Second, we should care for people with disabilities because they are often invisible in our society and subject to increasing isolation.[2] Frequently, we don’t see people with disabilities. Our cultural and relational blindness may result from a lack of awareness, insensitivity, or intentionality. Such invisibility and isolation increase as depression sets in for those with disabilities and they resign themselves to being on the margins. We must make every effort to open our eyes and communities to be inclusive.

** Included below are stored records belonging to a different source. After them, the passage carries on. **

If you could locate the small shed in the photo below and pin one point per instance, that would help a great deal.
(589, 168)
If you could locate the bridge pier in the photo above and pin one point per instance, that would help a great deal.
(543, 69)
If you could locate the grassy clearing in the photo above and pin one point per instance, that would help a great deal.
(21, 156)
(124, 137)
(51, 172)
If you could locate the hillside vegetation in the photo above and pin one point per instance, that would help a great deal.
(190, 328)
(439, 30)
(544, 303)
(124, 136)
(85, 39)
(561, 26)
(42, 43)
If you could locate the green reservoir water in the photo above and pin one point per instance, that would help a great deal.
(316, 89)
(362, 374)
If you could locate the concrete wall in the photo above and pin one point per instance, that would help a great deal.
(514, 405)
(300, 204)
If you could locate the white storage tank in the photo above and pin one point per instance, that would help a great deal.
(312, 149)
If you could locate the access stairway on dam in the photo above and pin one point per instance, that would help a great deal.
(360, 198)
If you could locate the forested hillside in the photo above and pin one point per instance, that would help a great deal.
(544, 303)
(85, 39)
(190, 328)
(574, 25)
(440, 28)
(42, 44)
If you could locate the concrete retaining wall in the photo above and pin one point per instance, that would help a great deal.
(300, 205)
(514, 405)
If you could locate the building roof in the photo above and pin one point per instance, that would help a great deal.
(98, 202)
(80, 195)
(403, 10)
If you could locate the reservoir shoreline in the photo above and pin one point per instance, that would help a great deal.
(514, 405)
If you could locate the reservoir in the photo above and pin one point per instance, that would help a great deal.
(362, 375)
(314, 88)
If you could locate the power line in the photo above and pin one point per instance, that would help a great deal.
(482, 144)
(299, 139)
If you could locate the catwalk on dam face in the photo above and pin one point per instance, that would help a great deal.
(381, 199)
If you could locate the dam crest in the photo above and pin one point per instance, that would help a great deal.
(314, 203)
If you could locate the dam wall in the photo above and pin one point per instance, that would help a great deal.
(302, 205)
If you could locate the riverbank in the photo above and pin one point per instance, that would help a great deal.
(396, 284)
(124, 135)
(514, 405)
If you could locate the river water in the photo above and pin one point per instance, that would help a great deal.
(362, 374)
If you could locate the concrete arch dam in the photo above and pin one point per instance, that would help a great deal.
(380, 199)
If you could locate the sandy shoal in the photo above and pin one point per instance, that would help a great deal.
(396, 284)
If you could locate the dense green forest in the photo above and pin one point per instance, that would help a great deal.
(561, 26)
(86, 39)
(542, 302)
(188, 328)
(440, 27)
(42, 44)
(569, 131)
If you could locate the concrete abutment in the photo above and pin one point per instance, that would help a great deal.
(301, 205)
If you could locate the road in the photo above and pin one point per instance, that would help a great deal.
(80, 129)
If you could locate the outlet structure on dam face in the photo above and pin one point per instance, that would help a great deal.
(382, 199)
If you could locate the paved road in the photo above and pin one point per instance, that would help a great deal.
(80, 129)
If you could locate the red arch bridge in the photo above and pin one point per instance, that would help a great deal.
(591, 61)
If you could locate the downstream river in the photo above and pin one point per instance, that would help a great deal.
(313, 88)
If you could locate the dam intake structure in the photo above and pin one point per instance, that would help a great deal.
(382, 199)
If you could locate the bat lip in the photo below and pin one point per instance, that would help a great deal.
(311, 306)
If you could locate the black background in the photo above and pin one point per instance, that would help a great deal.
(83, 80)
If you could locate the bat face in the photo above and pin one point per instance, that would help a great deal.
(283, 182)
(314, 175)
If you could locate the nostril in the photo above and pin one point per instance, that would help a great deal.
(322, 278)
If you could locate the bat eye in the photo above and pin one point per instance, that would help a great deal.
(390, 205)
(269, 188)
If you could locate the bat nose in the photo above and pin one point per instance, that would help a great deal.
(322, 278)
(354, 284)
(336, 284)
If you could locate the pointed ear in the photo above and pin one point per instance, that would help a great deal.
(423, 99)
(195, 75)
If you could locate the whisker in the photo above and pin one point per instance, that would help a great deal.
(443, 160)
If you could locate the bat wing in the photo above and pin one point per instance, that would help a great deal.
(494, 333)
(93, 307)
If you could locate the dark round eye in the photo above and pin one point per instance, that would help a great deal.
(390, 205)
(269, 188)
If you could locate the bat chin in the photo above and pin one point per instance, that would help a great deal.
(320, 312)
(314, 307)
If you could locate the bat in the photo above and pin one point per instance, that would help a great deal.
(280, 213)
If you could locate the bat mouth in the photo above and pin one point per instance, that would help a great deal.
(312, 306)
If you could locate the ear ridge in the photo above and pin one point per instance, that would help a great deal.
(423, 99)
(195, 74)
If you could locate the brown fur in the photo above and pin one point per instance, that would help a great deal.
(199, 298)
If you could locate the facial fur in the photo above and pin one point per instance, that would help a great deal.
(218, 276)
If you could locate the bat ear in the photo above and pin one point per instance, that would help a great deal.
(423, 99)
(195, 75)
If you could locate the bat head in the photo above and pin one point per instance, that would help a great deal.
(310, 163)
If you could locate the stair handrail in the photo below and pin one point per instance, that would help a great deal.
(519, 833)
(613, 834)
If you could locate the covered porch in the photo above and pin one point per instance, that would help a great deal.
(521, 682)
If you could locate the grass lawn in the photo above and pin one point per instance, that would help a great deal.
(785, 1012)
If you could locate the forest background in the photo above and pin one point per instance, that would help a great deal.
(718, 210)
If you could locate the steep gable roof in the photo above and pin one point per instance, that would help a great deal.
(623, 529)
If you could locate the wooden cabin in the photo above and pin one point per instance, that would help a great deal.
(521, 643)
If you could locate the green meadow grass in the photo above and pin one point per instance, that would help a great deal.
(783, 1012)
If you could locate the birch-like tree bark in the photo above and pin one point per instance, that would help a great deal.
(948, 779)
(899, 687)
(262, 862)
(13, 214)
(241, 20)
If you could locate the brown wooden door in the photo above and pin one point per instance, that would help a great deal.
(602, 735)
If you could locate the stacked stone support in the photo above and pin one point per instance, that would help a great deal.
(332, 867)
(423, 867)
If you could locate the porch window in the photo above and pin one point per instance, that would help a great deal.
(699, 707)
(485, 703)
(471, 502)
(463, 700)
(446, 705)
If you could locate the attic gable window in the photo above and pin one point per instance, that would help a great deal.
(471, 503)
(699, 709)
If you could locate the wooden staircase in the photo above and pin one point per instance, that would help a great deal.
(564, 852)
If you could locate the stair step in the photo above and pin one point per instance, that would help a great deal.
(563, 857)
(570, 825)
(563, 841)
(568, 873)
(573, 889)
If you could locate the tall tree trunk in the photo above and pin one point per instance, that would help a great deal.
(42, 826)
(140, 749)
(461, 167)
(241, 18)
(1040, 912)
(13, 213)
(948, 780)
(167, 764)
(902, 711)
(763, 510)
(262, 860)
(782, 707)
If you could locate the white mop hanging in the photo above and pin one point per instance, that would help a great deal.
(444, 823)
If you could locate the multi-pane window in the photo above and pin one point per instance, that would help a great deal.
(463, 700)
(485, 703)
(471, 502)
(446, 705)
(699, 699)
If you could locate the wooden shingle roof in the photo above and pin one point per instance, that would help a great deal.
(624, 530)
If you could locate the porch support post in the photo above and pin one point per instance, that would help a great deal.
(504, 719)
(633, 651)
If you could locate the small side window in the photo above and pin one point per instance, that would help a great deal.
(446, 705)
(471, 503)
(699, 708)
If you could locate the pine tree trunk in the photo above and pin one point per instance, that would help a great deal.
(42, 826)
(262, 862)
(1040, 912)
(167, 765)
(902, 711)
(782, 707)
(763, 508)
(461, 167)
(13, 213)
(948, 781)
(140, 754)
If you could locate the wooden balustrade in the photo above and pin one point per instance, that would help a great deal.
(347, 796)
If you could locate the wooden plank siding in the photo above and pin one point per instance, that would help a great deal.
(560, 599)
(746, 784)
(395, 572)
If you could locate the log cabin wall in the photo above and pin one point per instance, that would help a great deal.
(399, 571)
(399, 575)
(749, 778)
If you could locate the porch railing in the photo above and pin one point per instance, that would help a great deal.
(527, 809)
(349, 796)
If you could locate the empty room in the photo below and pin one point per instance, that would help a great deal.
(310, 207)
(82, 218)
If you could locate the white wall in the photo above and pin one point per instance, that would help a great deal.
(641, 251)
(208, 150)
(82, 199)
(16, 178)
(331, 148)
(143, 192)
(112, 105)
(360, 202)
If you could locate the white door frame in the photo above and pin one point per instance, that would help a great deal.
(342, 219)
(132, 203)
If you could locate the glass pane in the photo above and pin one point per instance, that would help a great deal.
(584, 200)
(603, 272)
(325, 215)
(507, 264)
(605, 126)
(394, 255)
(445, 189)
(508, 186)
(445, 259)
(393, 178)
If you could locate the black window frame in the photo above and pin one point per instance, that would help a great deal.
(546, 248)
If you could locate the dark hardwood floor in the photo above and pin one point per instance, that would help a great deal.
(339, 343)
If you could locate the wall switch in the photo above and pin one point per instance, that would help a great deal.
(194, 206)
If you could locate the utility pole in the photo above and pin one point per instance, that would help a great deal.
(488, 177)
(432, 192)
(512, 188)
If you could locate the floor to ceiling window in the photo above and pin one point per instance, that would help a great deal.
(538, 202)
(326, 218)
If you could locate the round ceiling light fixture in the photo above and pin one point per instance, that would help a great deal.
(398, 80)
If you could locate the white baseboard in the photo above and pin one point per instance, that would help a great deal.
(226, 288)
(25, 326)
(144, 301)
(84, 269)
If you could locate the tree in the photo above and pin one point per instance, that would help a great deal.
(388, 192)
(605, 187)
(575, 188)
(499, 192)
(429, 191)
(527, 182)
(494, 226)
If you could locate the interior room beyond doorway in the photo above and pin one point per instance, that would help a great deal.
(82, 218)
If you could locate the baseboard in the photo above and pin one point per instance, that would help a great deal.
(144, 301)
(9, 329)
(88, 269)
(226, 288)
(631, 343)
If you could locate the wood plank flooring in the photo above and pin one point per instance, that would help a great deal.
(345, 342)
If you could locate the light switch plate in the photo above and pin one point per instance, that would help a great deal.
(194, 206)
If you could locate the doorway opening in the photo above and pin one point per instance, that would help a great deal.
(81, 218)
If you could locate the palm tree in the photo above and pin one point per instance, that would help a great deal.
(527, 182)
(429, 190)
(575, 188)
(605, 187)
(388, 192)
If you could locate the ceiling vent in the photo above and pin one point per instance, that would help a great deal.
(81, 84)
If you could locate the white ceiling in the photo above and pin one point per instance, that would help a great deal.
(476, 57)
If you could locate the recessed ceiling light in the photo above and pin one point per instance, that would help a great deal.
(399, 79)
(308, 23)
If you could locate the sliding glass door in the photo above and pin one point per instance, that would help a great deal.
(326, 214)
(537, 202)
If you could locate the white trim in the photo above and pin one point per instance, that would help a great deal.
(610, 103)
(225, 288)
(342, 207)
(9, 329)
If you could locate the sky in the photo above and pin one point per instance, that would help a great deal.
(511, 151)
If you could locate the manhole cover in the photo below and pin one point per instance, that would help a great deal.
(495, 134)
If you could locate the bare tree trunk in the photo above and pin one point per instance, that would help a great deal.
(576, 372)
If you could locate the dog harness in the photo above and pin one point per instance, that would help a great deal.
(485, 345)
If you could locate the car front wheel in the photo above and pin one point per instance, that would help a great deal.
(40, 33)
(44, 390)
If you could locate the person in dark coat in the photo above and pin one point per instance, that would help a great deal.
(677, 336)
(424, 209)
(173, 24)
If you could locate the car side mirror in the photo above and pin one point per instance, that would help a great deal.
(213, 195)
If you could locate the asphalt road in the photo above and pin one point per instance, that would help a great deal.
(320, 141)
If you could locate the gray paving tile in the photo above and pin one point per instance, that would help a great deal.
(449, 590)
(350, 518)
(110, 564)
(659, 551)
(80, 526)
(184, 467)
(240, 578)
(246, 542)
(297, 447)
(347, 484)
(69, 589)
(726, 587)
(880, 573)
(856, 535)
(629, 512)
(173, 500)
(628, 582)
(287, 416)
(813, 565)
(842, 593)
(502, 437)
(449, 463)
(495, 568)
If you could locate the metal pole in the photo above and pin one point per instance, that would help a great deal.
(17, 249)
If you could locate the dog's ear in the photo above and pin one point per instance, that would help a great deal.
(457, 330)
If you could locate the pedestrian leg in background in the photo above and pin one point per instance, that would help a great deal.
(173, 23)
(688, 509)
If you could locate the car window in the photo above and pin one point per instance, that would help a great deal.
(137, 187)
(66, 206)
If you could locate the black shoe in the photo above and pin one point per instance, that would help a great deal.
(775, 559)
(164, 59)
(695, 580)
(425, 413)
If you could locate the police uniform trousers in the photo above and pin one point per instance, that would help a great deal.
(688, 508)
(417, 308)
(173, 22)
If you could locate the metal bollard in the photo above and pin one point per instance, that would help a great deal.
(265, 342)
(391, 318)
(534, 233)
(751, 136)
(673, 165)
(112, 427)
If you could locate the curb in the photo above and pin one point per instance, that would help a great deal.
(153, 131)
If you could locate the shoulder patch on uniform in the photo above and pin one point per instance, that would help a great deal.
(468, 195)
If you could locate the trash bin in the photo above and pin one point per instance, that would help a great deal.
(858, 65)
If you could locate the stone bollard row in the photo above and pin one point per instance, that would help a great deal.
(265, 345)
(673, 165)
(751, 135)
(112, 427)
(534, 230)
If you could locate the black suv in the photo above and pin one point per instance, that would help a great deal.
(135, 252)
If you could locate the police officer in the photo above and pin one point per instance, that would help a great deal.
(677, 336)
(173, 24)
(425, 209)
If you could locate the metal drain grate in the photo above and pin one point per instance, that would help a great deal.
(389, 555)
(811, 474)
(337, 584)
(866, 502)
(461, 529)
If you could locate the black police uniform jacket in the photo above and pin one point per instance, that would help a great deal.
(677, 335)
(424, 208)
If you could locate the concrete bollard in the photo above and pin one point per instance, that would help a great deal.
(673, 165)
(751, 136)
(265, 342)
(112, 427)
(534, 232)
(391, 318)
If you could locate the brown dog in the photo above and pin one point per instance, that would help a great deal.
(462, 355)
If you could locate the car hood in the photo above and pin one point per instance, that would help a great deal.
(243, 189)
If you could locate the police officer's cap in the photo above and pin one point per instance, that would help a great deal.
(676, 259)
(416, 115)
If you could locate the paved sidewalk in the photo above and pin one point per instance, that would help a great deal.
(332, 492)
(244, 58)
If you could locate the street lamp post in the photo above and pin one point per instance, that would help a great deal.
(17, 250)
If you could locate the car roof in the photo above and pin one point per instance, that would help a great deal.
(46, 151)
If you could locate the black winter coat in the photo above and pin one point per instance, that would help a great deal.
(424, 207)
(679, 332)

Third, we should care for people with disabilities because Jesus is inseparable from those on the margins. He was a man of sorrows and familiar with suffering. Isaiah 53:3 reads: “He was despised and rejected by men, a man of sorrows and acquainted with grief; and as one from whom men hide their faces he was despised, and we esteemed him not” (ESV). As the community of the wounded healer, we must enter and share in people’s suffering, including disabilities, a point Henri Nouwen brings home so powerfully.[3]

Fourth, we should care for people with disabilities because they are invaluable and indispensable. In addition to the idea that they are created in the image of God and have invaluable worth like everyone else, those with disabilities often teach us a great deal about how to live. For example, those with disabilities frequently report that they live a very fulfilling life, contrary to the way society at large often views them.[4] The courage, encouraging outlook on life, creativity and resilience of so many people with disabilities is exemplary. We need them. Bethesda Lutheran Communities highlights 1 Corinthians 12:22 in addressing the indispensability of people with disabilities: “On the contrary, the parts of the body that seem to be weaker are indispensable” (ESV). Rather than view people with disabilities as worn-out dispensable cogs in a machine, we need to see them as indispensable persons in community. May we partner with them to contribute to human flourishing.

 New Wine, New Wineskins hosted “From Isolation to Invitation: A Conference on Disabilities” on March 16th 2019 at Multnomah University and Seminary. You can find at the close of this post a video interview of one of our conference speakers, Ian Jaquiss, Interim ADA Coordinator, Oregon Health and Science University.


[1]Refer here to a 2017 Pew Research Center report offering different figures, as does the 2017 Disability Statistics Annual Report, which can be found here.

[2]See for example the following article at the Invisible Disabilities Association, which touches on this subject as it relates to how pain and illness furthers isolation: Wayne Connell, “The Loneliness of Illness and Pain,” August 6, 2014.

[3]See Henri J. M. Nouwen, The Wounded Healer: Ministry in Contemporary Society (New York: Image, 1979), pages 92–93.

[4]See for example Gary L. Albrecht and Patrick J. Devlieger, “The Disability Paradox: High Quality of Life Against All Odds,” Social Science & Medicine, 48 (1999): 977-988.